Jan. 30 — Perfectionism: Perfectionists tend to hold themselves to unrealistically high standards. They often see this as a form of excellence, but it is not. It can quickly derail excellence and compromise performance. It can also become a path to anxiety, toxic stress and depression.

Perfectionists often live with the obsessive thought of “not enough” or “never good enough.” They are afraid of making mistakes and being judged by others. Sometimes this develops from being highly pressured in childhood and young adulthood to live up to unrealistic expectations or rigid standards.

These people are often very self-critical and find themselves coming up short most of the time even though that’s an illusion. They often think they must prove themselves to be worthy of what they desire in life, be it love or success.

Perfectionism robs people of joy in their lives, but it can be ameliorated with practice. You can achieve at a high level without sacrificing your well-being along the way. Allowing for mistakes is an effective strategy. All humans make mistakes. Practicing self-compassion is another. Releasing the tendency to compare yourself to others is helpful.

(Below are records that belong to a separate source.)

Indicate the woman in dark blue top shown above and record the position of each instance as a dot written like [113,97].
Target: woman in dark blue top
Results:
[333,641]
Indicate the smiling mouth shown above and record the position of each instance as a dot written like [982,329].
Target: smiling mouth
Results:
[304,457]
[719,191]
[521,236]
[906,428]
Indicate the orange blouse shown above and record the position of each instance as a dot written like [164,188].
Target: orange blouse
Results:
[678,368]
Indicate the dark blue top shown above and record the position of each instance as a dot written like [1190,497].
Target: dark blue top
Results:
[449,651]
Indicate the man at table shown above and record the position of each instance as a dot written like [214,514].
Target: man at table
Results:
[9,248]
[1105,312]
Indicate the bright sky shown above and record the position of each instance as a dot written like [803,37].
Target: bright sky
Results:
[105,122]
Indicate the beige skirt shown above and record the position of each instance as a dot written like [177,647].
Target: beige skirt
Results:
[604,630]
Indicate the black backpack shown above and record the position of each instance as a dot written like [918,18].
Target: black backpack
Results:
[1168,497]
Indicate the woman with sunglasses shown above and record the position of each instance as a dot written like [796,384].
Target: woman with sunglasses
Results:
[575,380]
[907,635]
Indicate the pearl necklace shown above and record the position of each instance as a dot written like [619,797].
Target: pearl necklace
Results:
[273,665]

So is lightening up on self-imposed pressure.

Surround yourself with people who allow you to express your full humanity and accept you when you’re not perfect. Remind yourself that your inherent goodness isn’t connected with achievement. Take time to engage in activities that bring you joy, help you refuel, and aren’t associated with performance.

Jan. 27 — Honor all your feelings: Having a broad array of emotions is a part of your humanity. In our work, we often observe people trying to avoid certain emotions because they don’t know how to process them. It feels wonderful to feel happy. Unfortunately, you can’t live in a perpetual state of happiness.

Many people were not taught how to manage and navigate challenging emotions like despair, shame and anger. Some people fear these emotions because they think they might cause them to do something bad or that the unwanted feeling won’t go away.

Learning how to process your emotions in a healthy way is an important life skill. This involves self-soothing and self-regulation once you’ve identified the feeling. These two skills will help you trust in your ability to feel something uncomfortable and know how to move beyond it without causing damage to yourself or others. The research is clear that denying or sublimating emotions can cause psychological, relational and physical problems.

Journaling is a wonderful strategy to learn to identify and express your emotions. You can also find feelings charts and wheels on the internet to help you. After you’ve taken this first step, ask yourself what you need to feel better – from yourself or others.

Emotions are information. When you honor all your emotions – even the challenging ones, you gain clarity about the steps you need to take to support yourself and ultimately, have more joy in your life.

Jan. 26 — Mindful consumption: Consider what you are consuming regularly – food and drink, media, social media, conversations, advertisements and more. Being mindful about your consumption allows you to increase your awareness of how these activities and items impact you. Do they help you feel and perform at your best? Do they detract from living your best life?

Once you’ve assessed the impact, you can make decisions that will help you move forward in the best way possible. Sometimes, you can get complacent and stuck in a comfort zone that no longer serves you. Perhaps it never did! Once you’ve raised your level of awareness, you can begin to make changes.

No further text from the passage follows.